SpaceX is among a handful of companies racing to propel tourists into space. Here are the top projects in the works, and what they involve.
- Moon orbit: SpaceX -
The California-based company headed by tycoon Elon Musk announced plans Thursday to send a passenger into lunar orbit aboard a monster rocket, called the Big Falcon Rocket (BFR), still in development.
The cost of the latest trip, its timing, and the identity of the passenger are unknown, for now. Details are to be revealed Monday.
SpaceX has touted Moon tourist plans before -- with an announcement in 2017 that two people would launch in 2018 -- but the company has remained mum about those plans in recent months.
The trip would mark humanity's first journey to the Moon since the last Apollo astronauts went there in 1972. Only 24 people have ever left Earth's orbit and journeyed close to the Moon.
- Virgin Galactic -
Virgin Galactic, founded by British billionaire Richard Branson, is working to carry tourists on a brief journey to space, dozens of miles above the Earth's surface.
Tourists will spend several minutes floating in zero gravity, aboard a spaceship that approaches or passes through the Karman line, the boundary of Earth's atmosphere and space, some 62 miles (100 kilometers) high.

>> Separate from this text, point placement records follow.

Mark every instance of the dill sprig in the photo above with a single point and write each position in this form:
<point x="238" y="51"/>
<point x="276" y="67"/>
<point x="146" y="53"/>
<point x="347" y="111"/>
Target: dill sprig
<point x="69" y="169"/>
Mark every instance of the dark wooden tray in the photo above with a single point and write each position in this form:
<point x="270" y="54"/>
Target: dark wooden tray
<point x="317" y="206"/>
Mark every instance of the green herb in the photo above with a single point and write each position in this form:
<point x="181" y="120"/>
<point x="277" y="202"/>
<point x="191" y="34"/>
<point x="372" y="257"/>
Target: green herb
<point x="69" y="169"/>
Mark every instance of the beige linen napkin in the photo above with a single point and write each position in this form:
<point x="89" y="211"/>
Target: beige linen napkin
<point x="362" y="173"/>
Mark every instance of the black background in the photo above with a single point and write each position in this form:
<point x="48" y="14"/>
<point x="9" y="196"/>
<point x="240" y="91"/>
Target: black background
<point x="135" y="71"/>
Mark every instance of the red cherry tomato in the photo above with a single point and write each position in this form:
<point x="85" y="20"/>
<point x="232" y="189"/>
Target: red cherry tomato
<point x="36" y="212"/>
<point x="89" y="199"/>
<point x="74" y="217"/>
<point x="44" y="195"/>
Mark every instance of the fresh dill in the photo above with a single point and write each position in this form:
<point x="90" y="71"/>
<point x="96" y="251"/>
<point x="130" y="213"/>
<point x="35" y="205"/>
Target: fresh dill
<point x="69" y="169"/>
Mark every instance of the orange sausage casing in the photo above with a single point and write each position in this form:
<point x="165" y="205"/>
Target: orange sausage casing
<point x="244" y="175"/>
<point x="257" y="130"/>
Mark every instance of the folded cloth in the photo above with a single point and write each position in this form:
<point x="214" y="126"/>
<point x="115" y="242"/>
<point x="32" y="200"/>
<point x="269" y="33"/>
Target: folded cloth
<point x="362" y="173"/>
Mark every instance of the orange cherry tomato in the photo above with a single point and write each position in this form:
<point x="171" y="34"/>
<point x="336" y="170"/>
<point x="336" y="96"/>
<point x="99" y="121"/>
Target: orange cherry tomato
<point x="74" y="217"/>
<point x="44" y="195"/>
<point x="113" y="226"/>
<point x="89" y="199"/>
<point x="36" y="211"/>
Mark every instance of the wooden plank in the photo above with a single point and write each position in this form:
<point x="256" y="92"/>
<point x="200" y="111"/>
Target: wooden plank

For comparison, astronauts at the orbiting International Space Station fly some 250 miles (400 km) above Earth.
Plans call for six passengers and two pilots to ride the SpaceShipTwo VSS Unity, which resembles a private jet.
The VSS Unity will be attached to a carrier spacecraft -- the WhiteKnightTwo -- from which it will detach at around 49,000 feet (15,000 meters.) Once released, the spaceship will fire up its rocket, and head for the sky.
Passengers will float in zero-gravity for several minutes, before coming back to Earth.
The total trip time would last between 90 minutes and two hours.
Cost: $250,000 per ticket. Timing: TBD.
- Blue Origin -
Blue Origin, the rocket company created by Amazon founder Jeff Bezos, also plans to send up to six passengers on a short journey to space aboard the New Shepard, a capsule affixed to the top of a 60-foot (18-meter) rocket.
After launching, it detaches and continues several miles toward the sky. During an April 29 test, the capsule made it 66 miles.
After a few minutes of weightlessness, the capsule gradually falls back to Earth with three large parachutes and retrorockets used to slow the spacecraft.
From take-off to landing, the trip takes about 10 minutes.
The timing of the first flights, and cost per ticket, have not been announced.
- China -
The China Academy of Launch Vehicle Technology is working toward sending its first tourists on a suborbital journey some 60 miles high.
The first flight could take place by 2028, on a re-usable spacecraft that can fit up to 20 people.
Total mission duration would be about 30 minutes, with 10 minutes in the darkness of space, experiencing weightlessness and seeing the curvature of the Earth through the windows.
Price: about $200,000.
- Russia -
Seven people have already paid big bucks for a trip to space, organized by the Virginia-based company Space Adventures, and riding aboard Russian rockets and spacecraft.
The first space tourist was US businessman Dennis Tito, a multimillionaire who reportedly paid $20 million to ride a Soyuz and visit the International Space Station in 2001.
The Russian space company Energia is reported to be working on a new spacecraft called NEM-2 to carry tourists to the International Space Station (ISS).
Four to six people may ride at a time, and the first flights could come as early as 2019.
Paying space tourists might even be able to float out into the vacuum of space on brief spacewalks.
A firm price tag has not been fixed, but it is expected to cost around $100 million.
- Space hotel -
A US start-up called Orion Span announced earlier this year it hopes to place a luxury space hotel into orbit within a few years -- but the project is still in its early stages.
- Why travel to space? -
The journey would be thrilling, to be sure, but also risky. Rockets can and do sometimes explode, after all.
Barring any technical failures by the machinery, the tourists' own health could be a factor, and it remains to be seen if people with heart ailments or circulatory problems would be permitted to fly.
Beyond that, astronauts often report feeling severe motion sickness during the ascent to space, and tourists are expected to be no different.